Redoubt Johnson (1863-1866) - A U.S. Civil War Redoubt established in 1863 as a part of Fortress Rosecrans in present day Murfreesboro, Rutherford County, Tennessee. Named Redoubt Johnson after Brigadier General USV Richard W. Johnson, (Cullum 1436). The Redoubt was abandoned in 1866 after the end of the war.
History of Redoubt Johnson
After the Union army occupied Murfreesboro, Tennessee in January 1863, Major General William S. Rosecrans, (Cullum 1115), Commander of the Army of the Cumberland, gave his chief engineer Brigadier General USV James St. Clair Morton, (Cullum 1495), the job of designing and constructing what became Fortress Rosecrans. Morton planned a large enclosed fortification of over 200 acres that occupied both the north and south sides of the Stones River at Murfreesboro and included an important road junction and a rail line.
Redoubt Johnson and the other three redoubts at Fortress Rosecrans were earthworks, each containing a central cross-shaped blockhouse that provided a final stronghold in case the works were overrun. Each redoubt was considered a fort in itself and the defense plan indicated that each should be manned continuously with doors barred and with sufficient numbers to defend it.
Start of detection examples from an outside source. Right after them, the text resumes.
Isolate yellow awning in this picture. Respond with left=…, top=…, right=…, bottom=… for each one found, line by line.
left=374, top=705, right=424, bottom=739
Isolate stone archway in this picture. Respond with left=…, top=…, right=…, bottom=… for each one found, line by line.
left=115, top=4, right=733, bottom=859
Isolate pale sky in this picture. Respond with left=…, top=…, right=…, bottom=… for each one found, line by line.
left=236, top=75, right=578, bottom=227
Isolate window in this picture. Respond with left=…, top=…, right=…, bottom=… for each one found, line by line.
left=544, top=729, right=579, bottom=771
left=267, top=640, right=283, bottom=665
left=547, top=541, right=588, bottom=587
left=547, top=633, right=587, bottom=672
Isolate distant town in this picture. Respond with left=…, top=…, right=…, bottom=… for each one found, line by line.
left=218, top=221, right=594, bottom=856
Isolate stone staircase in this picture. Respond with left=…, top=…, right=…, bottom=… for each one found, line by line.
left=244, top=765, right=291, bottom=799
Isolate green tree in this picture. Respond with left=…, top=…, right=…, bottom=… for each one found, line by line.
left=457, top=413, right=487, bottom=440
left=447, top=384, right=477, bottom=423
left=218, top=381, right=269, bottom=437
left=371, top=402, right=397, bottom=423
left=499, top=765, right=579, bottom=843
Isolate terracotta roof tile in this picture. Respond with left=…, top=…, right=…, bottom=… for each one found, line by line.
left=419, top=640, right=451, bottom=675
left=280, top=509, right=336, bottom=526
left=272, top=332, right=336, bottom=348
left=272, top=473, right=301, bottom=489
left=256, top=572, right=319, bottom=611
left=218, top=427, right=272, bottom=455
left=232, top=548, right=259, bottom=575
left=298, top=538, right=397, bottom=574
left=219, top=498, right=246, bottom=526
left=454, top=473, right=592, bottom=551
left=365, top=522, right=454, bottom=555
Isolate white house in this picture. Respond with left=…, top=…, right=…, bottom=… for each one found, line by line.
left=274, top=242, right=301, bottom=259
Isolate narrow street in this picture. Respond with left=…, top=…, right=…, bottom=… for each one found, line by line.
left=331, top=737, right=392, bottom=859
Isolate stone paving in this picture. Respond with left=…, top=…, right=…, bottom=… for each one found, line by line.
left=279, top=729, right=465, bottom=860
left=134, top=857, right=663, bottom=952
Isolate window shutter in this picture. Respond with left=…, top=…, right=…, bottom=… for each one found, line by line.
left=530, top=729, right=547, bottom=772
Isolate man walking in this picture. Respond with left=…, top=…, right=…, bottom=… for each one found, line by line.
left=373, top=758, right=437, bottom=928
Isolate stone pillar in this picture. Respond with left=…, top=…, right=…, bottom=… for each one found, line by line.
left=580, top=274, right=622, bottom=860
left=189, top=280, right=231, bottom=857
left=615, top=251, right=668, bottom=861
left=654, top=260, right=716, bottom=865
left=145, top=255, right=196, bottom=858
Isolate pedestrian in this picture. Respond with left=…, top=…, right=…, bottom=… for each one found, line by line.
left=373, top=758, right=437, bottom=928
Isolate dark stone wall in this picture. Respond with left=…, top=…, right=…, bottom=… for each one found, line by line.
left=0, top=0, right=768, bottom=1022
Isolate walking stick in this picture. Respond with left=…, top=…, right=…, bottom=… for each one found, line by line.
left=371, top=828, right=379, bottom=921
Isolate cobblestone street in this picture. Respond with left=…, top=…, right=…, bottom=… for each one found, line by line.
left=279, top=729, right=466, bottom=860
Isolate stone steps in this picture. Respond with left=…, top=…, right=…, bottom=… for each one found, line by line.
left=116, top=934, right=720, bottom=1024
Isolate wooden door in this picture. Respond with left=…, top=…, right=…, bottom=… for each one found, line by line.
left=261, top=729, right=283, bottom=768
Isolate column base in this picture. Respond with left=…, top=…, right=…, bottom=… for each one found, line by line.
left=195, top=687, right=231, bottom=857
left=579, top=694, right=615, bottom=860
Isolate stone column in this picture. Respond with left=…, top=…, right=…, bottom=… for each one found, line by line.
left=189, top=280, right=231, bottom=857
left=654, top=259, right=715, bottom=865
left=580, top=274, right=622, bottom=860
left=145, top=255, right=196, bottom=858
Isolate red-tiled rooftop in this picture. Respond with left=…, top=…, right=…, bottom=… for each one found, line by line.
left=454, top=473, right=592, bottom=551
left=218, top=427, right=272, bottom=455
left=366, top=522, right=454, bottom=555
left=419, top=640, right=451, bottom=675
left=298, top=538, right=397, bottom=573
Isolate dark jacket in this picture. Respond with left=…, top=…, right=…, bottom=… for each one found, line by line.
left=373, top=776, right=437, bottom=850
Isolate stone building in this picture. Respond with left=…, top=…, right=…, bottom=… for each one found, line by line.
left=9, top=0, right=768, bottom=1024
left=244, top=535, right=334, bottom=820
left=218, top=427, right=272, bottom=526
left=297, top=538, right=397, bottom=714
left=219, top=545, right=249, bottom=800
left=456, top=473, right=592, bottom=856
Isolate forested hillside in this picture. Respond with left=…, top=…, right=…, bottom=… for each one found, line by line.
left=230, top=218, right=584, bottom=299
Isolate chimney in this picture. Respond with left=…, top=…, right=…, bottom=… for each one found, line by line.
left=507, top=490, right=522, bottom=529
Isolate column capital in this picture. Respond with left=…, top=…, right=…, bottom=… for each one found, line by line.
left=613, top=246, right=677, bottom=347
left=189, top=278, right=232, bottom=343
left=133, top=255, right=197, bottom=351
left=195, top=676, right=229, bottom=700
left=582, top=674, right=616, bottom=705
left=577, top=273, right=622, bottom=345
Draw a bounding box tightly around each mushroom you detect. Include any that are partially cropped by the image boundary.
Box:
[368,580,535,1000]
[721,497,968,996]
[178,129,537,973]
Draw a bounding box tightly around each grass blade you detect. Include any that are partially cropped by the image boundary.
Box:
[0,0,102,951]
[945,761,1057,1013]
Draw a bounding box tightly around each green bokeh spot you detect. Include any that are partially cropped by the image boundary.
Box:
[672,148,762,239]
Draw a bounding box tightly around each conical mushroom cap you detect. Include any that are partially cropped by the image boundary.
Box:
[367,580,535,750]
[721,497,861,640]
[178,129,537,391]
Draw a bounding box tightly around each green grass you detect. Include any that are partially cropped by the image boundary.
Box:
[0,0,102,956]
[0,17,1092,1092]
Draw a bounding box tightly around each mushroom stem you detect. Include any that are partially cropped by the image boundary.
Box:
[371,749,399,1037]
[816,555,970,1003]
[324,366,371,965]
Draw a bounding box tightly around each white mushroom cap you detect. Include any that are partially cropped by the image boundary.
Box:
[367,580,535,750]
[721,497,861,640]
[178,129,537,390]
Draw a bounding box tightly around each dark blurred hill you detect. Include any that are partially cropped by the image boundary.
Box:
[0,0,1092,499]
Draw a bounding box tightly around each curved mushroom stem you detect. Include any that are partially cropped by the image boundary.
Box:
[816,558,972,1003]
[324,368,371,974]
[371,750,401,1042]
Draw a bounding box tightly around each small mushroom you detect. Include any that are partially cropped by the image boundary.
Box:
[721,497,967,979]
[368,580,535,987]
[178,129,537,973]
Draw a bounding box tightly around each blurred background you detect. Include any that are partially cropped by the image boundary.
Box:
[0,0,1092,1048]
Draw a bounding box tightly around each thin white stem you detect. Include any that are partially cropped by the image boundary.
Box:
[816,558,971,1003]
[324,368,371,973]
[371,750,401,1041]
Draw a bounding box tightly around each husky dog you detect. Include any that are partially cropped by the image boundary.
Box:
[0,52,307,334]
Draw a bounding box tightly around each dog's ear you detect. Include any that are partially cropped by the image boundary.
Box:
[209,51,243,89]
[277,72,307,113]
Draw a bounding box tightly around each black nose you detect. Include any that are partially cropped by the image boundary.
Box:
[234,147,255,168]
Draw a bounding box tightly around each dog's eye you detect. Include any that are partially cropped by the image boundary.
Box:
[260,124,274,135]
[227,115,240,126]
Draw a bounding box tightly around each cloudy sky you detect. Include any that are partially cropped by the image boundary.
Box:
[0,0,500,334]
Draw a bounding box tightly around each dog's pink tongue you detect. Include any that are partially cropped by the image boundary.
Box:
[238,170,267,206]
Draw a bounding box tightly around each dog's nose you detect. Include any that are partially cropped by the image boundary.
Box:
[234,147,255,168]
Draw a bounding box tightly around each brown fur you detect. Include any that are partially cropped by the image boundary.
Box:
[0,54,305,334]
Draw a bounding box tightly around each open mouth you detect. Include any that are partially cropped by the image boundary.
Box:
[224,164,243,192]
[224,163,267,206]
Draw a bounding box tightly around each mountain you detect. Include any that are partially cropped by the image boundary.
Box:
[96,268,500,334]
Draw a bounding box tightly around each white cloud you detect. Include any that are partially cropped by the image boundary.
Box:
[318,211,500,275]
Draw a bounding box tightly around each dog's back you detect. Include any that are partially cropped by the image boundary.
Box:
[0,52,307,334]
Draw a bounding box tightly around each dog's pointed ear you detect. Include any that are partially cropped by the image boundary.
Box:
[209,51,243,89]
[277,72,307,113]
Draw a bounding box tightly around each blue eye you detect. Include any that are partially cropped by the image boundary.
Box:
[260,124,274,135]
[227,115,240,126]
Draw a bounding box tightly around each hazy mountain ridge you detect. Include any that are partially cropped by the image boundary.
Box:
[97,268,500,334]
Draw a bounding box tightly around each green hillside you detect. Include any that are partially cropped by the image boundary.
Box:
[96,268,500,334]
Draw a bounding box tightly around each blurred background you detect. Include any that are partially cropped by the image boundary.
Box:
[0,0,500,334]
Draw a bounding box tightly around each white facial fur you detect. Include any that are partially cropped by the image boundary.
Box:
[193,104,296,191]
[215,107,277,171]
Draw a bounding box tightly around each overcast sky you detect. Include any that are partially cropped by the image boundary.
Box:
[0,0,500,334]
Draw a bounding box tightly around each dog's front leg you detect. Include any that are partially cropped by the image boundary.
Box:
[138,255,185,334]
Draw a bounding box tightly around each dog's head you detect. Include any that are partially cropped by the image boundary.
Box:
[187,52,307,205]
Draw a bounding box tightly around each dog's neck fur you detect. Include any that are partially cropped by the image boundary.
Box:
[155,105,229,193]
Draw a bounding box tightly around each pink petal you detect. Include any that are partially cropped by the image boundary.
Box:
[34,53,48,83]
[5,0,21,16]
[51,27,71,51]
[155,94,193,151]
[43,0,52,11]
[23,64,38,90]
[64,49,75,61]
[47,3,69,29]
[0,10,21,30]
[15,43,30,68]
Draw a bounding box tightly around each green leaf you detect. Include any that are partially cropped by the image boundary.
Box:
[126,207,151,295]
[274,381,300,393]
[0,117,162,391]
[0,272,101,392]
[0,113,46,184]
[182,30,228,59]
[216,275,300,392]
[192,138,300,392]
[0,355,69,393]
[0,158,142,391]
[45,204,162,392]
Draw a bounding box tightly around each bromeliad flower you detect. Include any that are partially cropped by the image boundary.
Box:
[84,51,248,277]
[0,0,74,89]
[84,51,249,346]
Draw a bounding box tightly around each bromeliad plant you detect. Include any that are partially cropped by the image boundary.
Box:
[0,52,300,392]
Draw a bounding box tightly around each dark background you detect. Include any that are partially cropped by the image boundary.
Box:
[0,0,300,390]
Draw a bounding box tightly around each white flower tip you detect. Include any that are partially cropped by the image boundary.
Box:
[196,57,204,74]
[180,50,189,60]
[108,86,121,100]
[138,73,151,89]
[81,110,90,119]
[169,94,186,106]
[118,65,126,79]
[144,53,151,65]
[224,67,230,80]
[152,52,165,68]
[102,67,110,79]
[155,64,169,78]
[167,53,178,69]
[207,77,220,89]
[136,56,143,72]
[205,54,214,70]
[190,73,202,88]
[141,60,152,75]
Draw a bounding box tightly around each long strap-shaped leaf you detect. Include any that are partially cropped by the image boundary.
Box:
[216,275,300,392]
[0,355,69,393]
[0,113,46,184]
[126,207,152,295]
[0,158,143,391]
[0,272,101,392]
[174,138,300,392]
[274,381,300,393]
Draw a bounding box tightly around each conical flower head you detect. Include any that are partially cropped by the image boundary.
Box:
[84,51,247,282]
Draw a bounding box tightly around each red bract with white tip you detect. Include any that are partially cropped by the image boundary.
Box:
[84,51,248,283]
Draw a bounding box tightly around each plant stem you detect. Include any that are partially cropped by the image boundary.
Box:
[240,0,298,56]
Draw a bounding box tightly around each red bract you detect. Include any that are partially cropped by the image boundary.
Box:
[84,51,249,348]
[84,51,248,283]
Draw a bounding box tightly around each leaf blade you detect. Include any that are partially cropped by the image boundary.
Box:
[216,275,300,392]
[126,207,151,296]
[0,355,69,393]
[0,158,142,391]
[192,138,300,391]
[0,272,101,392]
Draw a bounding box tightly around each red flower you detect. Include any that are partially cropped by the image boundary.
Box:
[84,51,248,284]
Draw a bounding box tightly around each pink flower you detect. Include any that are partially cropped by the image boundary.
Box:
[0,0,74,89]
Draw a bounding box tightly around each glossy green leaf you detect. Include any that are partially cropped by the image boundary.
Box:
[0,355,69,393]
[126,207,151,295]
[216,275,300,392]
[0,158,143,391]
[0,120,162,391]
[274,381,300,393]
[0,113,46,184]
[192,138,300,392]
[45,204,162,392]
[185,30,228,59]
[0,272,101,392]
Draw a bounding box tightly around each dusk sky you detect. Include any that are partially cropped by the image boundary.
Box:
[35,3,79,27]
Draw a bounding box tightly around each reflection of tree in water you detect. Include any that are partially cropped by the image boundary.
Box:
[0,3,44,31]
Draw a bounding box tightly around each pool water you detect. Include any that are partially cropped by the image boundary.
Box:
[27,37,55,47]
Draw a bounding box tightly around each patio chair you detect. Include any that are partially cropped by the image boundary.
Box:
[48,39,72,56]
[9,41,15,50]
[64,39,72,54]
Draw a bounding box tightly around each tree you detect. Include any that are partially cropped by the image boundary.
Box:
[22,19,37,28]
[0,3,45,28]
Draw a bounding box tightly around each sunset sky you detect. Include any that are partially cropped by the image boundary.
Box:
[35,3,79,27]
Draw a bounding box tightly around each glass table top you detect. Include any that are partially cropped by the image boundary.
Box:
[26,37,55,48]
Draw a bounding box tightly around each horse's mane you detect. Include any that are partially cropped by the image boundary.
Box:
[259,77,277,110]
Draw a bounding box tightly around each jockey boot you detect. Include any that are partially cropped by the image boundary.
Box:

The commander was to be held responsible for a vigorous resistance to any enemy attack.
An inspection report dated 14 Jan 1864 indicated that the battery at Redoubt Johnson was under the command of Lieutenant William Pool, 87th Indiana and was armed with four rifled 24 pounders.
Redoubt Johnson was abandoned in 1866 after the end of the war when Fortress Rosecrans was abandoned.